I find this type of German Jew to be much more typical than the Hirschian, and aggev orche, I also see parallels to the Oriental and Sefardic type both in their relation to co-territorial goyyim and because the concept of Orthodoxy hasn't really got a grip there, let alone C or R. People are shomer tora umisvot or not. They behave as a Jew should, or less so.
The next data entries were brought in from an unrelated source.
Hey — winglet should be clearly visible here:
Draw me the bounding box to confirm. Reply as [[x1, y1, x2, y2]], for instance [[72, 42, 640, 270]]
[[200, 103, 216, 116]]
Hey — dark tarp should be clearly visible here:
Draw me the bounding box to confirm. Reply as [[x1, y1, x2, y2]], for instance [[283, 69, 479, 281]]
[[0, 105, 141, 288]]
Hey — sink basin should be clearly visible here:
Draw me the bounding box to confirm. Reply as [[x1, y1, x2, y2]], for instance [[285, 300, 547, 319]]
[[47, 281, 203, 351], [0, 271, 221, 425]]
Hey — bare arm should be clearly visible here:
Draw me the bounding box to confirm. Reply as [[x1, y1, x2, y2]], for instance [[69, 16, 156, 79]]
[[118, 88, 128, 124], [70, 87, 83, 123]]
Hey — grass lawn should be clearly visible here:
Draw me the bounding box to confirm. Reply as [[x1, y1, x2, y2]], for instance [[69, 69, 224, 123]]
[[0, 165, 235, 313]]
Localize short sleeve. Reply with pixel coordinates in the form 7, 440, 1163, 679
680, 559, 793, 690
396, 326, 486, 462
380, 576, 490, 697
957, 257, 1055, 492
But "orthodox" - shu haadha?

(Personally, though I certainly acknowledge the work of the Neo-Orthodox gedaulim, I see myself rather as pre-hyphenated or altorthodox, too.)

3/21/2006 7:36 AM  
Blogger Phillip Minden said...

(I put it on my blog, as the matter of discussion went away a bit from the original topic.)

3/21/2006 7:50 AM  
Anonymous Anonymous said...

the world is evil i must stay away" attitude is non-MO.'

love that one. there is a sculpture in the hallways of Hebrew Uni of 3 people (like the 3 see no evil, hear no evil speak no evil monkeys) but instead of having their eye, ears and mouth COVERED by their hands, they are using their hands to ensure they hear clearly, see clearly and speak loudly.
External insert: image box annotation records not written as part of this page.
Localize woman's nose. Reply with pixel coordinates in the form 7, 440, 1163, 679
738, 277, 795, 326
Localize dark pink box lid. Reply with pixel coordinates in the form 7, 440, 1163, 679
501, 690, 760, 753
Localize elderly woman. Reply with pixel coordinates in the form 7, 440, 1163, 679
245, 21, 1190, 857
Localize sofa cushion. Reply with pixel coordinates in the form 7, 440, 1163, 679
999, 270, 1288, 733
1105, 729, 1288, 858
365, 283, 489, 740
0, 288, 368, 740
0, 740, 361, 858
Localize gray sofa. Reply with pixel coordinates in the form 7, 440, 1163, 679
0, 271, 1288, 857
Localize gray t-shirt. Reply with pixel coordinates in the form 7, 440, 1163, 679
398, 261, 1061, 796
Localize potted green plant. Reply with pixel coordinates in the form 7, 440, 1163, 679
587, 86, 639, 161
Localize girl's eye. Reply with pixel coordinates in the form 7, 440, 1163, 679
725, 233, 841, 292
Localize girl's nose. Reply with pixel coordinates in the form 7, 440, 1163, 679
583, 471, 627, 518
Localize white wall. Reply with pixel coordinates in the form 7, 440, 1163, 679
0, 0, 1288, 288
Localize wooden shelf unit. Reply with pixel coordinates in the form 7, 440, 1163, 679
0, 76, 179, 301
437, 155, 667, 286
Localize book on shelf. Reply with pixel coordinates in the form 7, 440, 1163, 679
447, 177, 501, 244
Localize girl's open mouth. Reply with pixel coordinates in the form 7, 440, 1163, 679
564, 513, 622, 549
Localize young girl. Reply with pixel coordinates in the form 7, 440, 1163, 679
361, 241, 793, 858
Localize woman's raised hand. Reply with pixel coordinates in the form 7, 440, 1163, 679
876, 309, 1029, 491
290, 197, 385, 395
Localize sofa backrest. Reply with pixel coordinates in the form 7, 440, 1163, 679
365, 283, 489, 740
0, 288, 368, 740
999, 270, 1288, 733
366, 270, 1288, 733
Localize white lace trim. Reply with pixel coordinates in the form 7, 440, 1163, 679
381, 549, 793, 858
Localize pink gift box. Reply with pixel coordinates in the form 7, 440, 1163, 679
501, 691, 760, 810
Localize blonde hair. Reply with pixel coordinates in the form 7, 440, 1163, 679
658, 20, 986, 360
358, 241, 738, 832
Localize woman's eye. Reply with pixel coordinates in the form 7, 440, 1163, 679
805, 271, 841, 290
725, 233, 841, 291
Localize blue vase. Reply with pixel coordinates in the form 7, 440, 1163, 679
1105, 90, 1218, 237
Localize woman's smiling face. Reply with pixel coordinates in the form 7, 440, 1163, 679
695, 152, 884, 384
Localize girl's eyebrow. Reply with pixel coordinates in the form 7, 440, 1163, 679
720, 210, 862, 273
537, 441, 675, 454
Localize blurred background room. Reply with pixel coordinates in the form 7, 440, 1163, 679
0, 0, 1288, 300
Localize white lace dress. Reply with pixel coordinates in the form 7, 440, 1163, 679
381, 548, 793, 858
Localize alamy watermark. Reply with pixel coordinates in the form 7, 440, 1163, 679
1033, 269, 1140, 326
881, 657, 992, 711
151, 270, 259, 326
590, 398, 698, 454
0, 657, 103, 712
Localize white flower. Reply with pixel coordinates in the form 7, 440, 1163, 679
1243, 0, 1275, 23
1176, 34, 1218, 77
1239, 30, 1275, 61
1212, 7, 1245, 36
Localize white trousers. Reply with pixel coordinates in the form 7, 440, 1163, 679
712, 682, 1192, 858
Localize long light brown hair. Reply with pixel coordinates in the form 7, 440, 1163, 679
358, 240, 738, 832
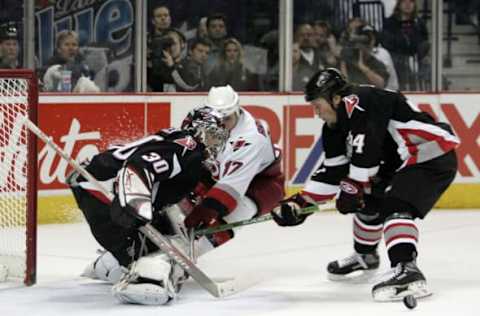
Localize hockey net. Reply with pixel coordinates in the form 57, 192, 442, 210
0, 70, 38, 285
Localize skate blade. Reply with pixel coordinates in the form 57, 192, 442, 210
327, 269, 378, 284
372, 281, 433, 302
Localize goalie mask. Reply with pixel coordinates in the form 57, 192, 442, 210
182, 106, 229, 159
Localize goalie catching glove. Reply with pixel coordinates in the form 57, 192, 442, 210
270, 193, 315, 226
110, 166, 153, 229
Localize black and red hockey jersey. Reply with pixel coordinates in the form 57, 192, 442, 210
79, 129, 211, 210
303, 85, 459, 201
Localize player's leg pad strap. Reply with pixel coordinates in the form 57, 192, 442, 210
383, 213, 418, 250
353, 214, 383, 246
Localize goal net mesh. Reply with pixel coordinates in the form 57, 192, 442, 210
0, 78, 29, 278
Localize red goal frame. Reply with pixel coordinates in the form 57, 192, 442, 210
0, 69, 38, 286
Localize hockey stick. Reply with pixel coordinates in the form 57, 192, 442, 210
195, 202, 336, 236
23, 117, 241, 297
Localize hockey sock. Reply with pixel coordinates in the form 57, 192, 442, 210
383, 213, 418, 267
353, 214, 383, 254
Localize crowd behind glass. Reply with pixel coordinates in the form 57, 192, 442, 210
0, 0, 462, 92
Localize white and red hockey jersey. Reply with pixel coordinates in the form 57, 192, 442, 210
204, 109, 279, 216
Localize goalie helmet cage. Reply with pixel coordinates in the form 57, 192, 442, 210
0, 69, 38, 285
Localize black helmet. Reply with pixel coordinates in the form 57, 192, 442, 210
305, 68, 347, 102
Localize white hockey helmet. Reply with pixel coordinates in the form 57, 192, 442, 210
205, 85, 240, 116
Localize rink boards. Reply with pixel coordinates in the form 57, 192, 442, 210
31, 93, 480, 223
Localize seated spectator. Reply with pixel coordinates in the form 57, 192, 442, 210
382, 0, 431, 91
0, 24, 20, 69
363, 25, 399, 90
294, 23, 324, 70
292, 42, 316, 91
152, 5, 172, 37
147, 28, 191, 92
196, 16, 208, 39
205, 13, 227, 76
340, 25, 389, 88
313, 21, 340, 68
172, 39, 210, 92
41, 31, 99, 92
208, 37, 258, 91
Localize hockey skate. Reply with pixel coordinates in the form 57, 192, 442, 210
372, 261, 432, 302
327, 252, 380, 282
112, 253, 188, 305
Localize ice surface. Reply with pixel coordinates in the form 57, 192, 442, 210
0, 210, 480, 316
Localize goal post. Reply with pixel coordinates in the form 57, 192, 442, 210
0, 69, 38, 285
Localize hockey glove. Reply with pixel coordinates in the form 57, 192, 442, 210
185, 204, 219, 229
336, 178, 365, 214
270, 193, 314, 226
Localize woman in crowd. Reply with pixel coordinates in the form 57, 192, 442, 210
208, 37, 258, 91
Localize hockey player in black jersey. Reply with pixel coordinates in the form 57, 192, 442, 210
67, 109, 228, 304
272, 68, 459, 301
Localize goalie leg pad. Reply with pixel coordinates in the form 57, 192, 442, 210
81, 251, 128, 284
112, 253, 186, 305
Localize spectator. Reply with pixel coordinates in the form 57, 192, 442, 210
197, 16, 208, 39
147, 28, 189, 92
382, 0, 430, 91
0, 24, 20, 69
294, 23, 323, 70
363, 25, 399, 90
42, 31, 99, 92
152, 5, 172, 36
340, 25, 389, 88
313, 21, 340, 68
292, 42, 316, 91
205, 13, 227, 76
172, 39, 210, 92
147, 5, 172, 79
209, 37, 258, 91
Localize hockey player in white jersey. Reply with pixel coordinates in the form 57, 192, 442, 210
109, 86, 284, 305
185, 85, 284, 247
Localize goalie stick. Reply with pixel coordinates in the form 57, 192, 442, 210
23, 116, 241, 298
195, 202, 336, 236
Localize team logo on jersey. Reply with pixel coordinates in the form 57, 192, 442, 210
174, 136, 197, 150
230, 139, 251, 151
343, 94, 365, 118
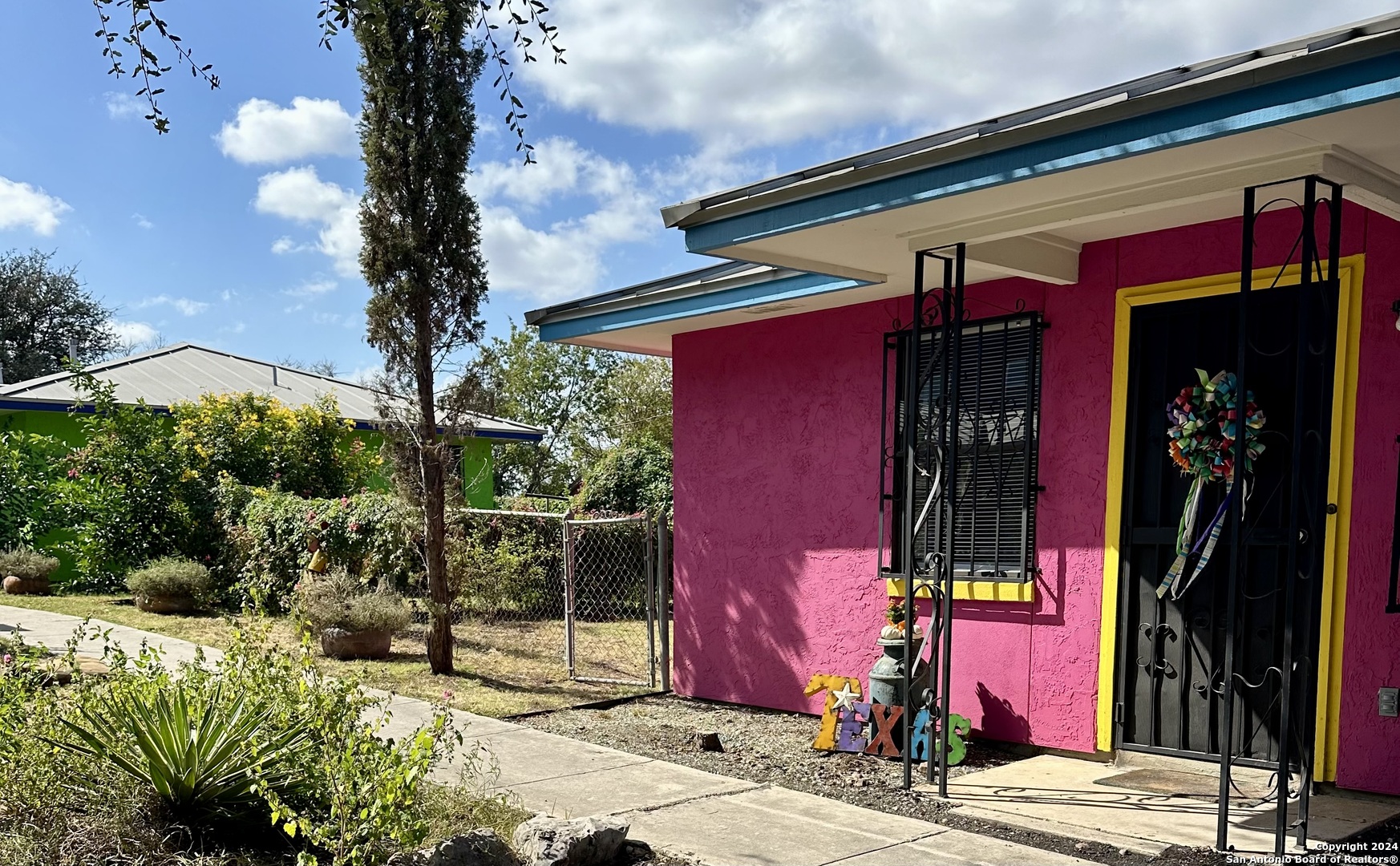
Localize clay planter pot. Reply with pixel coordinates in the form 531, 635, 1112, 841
4, 575, 53, 596
321, 628, 394, 661
133, 596, 199, 613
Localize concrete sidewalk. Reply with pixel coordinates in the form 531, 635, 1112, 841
0, 605, 1086, 866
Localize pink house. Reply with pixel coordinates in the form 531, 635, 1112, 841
529, 17, 1400, 839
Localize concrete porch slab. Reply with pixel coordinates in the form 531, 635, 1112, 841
466, 726, 653, 787
929, 755, 1400, 855
833, 830, 1090, 866
492, 761, 758, 819
621, 787, 1086, 866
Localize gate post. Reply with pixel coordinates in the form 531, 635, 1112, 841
560, 512, 574, 680
657, 505, 670, 691
641, 512, 657, 688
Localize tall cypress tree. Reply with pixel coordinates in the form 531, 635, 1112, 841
354, 0, 488, 673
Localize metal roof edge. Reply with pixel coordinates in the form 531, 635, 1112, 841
661, 13, 1400, 229
525, 259, 760, 325
539, 271, 871, 342
525, 261, 811, 327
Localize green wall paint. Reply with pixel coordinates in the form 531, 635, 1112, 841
0, 410, 496, 508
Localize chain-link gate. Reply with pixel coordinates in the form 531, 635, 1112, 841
564, 515, 657, 688
445, 508, 670, 690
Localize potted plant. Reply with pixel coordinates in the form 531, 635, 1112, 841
0, 547, 59, 596
126, 556, 212, 613
294, 568, 413, 659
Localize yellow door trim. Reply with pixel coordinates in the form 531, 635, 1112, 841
1096, 255, 1365, 782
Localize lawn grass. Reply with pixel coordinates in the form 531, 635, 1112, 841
0, 595, 647, 718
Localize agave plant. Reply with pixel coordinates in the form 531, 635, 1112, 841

i take it as a jewish version of the 3 monkeys, as if to say, "the world is a good place, look at it, listen to it and contribute (speak) in it." after all, The Lord saw that it was good.

i love that statue.

also: there was a debate on the pages of a certain jewish journal as to whether a club-med holiday was the ideal MO lifestyle or a terrible corruption of it. worth a read or two, I guess.

zsta

3/21/2006 1:34 PM  
Blogger Steg (dos iz nit der šteg) said...

Jacob Farkas:

I think the fact that a ski trip is considered an acceptable or positive [non-Shabbos, of course] activity is an expression of synthesis itself. Especially if one makes sure to eat kosher food, and make a berakha on the mountains.

3/21/2006 5:24 PM  
Blogger Phillip Minden said...

From Meryam-Vebster's Yiddish-English dictionary:


ski trip
Pronunciation: 'skE trip, British sometimes 'shE 'trip
Function: noun
: goyyem naches

3/22/2006 1:11 AM  
Blogger micha said...

I think that Hirschian neo-Orthodoxy certainly is a synthesis: Judaism is seen as the sacred component in world civilization. Thus it participates in that civilization, qua derekh eretz, but is also charged to be the voice of G-d and morality contributing to it. The latter is RSRH's model of "For from Zion shall go out the Torah..."
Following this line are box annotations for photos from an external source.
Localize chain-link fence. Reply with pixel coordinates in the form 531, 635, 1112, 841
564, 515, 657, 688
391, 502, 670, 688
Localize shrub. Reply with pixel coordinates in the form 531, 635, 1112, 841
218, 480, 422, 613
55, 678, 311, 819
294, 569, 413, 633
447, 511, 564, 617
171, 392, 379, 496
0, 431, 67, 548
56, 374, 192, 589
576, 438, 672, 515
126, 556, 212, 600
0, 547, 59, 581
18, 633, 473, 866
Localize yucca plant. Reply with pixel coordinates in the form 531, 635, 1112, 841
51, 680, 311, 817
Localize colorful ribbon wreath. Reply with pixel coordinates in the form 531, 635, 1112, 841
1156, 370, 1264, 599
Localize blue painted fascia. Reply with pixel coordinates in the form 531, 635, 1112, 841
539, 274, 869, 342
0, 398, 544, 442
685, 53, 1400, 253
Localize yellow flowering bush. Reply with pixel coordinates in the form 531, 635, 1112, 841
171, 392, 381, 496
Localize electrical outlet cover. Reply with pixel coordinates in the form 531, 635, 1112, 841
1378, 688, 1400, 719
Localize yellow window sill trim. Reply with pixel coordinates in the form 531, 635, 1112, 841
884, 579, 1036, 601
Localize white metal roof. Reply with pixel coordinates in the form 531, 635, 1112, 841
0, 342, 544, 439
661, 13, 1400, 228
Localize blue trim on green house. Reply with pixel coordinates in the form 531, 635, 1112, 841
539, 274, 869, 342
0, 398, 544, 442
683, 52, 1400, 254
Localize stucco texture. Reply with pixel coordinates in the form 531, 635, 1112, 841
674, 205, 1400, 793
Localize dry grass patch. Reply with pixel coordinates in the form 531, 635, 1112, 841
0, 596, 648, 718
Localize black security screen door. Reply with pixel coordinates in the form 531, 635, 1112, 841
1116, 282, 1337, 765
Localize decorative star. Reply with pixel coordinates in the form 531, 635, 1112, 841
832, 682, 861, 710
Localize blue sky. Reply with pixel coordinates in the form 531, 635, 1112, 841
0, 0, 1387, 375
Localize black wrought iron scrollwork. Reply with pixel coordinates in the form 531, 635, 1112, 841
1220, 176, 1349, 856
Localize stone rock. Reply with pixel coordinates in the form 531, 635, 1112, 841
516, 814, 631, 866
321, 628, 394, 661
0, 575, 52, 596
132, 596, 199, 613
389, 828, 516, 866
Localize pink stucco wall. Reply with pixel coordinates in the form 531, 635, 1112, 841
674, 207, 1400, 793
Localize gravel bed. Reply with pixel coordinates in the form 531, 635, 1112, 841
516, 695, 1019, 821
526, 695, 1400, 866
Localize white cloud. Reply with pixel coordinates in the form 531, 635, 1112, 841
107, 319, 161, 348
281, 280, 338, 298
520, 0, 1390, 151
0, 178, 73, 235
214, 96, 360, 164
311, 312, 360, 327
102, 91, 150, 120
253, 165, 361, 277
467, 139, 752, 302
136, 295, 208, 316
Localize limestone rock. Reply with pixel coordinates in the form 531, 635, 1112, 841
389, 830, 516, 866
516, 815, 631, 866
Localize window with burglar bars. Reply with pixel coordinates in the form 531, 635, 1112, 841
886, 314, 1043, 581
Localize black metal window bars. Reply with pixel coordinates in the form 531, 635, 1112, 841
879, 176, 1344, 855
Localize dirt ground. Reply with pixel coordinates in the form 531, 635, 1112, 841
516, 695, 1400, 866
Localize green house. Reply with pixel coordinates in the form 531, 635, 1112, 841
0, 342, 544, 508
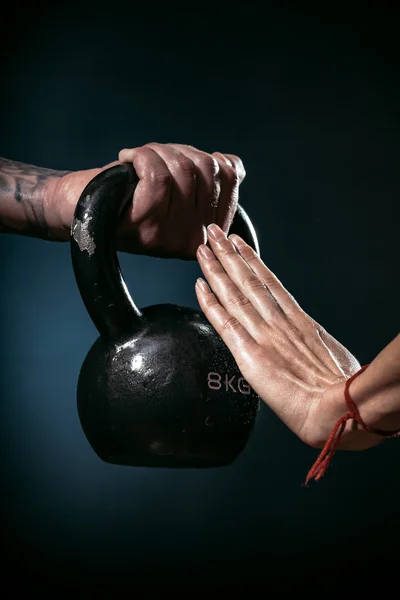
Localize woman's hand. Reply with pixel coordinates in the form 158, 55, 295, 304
196, 225, 378, 449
The Rav, OTOH, was not trying to produce a synthesis. I have no idea why R' Norman Lamm chose that term. The cornerstone of the Rav's thought is the notion that man must navigate between unresolvable dialectics; not attempt to resolve them. And his model for Modern Orthodoxy is "Ramatayim Tzofim" -- two peaks (with an abyss between them). It's another tension that man must confront.

-mi

10/30/2006 3:02 PM  
Anonymous Anonymous said...

There is a passage in Frankford on the Hudson that describes Breuer's that way.